- Location: Caroline County, Virginia
- Nearest city: Fredericksburg
- Coordinates: 38°12′27″N 77°16′44″W﻿ / ﻿38.2074°N 77.279°W
- Area: 934 acres (378 ha)
- Governing body: Virginia Department of Game and Inland Fisheries

= Pettigrew Wildlife Management Area =

Protected area of Virginia, United States

Pettigrew Wildlife Management Area is a 934 acre Wildlife Management Area (WMA) in Caroline County, Virginia. Most of the long and narrow area's land was once part of Fort Walker. It is largely dominated by forests, including hardwood stands dominated by oak and beech, as well as stands consisting mostly of Virginia and loblolly pine. Lower vegetation including greenbriar, honeysuckle, and Virginia creeper may be seen reclaiming the property's formerly open areas.
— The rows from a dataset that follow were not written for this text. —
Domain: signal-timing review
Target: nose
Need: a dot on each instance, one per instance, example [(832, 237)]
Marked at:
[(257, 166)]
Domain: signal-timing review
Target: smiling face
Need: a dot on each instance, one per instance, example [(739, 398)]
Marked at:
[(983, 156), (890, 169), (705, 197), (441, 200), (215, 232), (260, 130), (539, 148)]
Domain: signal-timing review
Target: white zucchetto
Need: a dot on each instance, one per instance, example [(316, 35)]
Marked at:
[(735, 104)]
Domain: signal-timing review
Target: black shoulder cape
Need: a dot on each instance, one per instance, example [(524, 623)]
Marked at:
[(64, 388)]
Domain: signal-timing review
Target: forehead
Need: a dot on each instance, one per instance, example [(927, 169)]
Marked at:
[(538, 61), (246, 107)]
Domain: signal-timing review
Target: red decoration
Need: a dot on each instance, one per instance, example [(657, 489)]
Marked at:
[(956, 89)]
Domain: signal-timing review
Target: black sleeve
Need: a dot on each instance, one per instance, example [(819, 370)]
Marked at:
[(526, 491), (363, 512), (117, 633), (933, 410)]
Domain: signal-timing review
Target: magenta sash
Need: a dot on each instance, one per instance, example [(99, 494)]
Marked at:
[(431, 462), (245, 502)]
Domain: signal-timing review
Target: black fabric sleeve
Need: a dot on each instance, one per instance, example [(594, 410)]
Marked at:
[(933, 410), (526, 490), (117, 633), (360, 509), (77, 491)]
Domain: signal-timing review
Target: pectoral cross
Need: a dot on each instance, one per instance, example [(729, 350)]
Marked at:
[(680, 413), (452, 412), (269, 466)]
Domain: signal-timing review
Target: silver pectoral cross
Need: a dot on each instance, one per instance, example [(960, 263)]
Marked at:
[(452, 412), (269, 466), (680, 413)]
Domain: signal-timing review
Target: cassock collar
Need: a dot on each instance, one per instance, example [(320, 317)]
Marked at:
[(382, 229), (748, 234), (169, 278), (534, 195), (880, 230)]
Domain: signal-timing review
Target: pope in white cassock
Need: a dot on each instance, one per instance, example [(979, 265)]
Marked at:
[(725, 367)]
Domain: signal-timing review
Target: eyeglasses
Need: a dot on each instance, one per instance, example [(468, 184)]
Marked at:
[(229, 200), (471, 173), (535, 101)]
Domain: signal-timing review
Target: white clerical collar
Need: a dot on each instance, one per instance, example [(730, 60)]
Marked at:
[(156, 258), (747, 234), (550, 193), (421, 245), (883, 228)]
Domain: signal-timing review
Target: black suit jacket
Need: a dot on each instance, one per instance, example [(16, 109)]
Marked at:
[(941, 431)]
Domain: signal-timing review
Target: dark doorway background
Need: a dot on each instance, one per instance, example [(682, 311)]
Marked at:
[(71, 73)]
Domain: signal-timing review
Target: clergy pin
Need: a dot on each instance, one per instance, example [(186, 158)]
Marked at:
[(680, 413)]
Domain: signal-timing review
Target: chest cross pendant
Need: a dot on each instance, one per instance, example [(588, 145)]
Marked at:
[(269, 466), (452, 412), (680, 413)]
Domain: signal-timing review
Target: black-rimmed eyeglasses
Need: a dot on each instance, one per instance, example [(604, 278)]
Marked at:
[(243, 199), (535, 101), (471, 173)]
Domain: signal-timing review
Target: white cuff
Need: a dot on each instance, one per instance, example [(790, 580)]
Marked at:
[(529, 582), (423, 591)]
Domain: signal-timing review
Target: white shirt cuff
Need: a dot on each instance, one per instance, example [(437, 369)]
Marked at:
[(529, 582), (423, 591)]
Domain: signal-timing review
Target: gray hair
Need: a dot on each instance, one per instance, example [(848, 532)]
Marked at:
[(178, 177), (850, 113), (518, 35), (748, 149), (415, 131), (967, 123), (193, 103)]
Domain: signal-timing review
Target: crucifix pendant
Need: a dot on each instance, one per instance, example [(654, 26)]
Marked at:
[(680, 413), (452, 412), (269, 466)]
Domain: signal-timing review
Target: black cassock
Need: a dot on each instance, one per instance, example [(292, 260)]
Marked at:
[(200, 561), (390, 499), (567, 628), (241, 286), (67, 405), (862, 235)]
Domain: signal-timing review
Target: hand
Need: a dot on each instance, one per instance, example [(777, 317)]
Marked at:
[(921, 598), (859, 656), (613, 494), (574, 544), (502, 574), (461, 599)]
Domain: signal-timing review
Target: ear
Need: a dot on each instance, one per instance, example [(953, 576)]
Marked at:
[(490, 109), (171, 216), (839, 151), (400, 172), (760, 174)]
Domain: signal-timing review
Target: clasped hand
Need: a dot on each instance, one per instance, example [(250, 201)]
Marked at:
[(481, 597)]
On the southern edge of the area lies Mount Creek; its drainage, aided by beavers, is the primary wetland for the area. Ware Creek, at the north end, is another major water source, and the tributaries of both streams may also be seen on the property.

Pettigrew WMA is owned and maintained by the Virginia Department of Game and Inland Fisheries. The area is open to the public for hunting, trapping, fishing, hiking, horseback riding, and primitive camping. Access for persons 17 years of age or older requires a valid hunting or fishing permit, or a WMA access permit.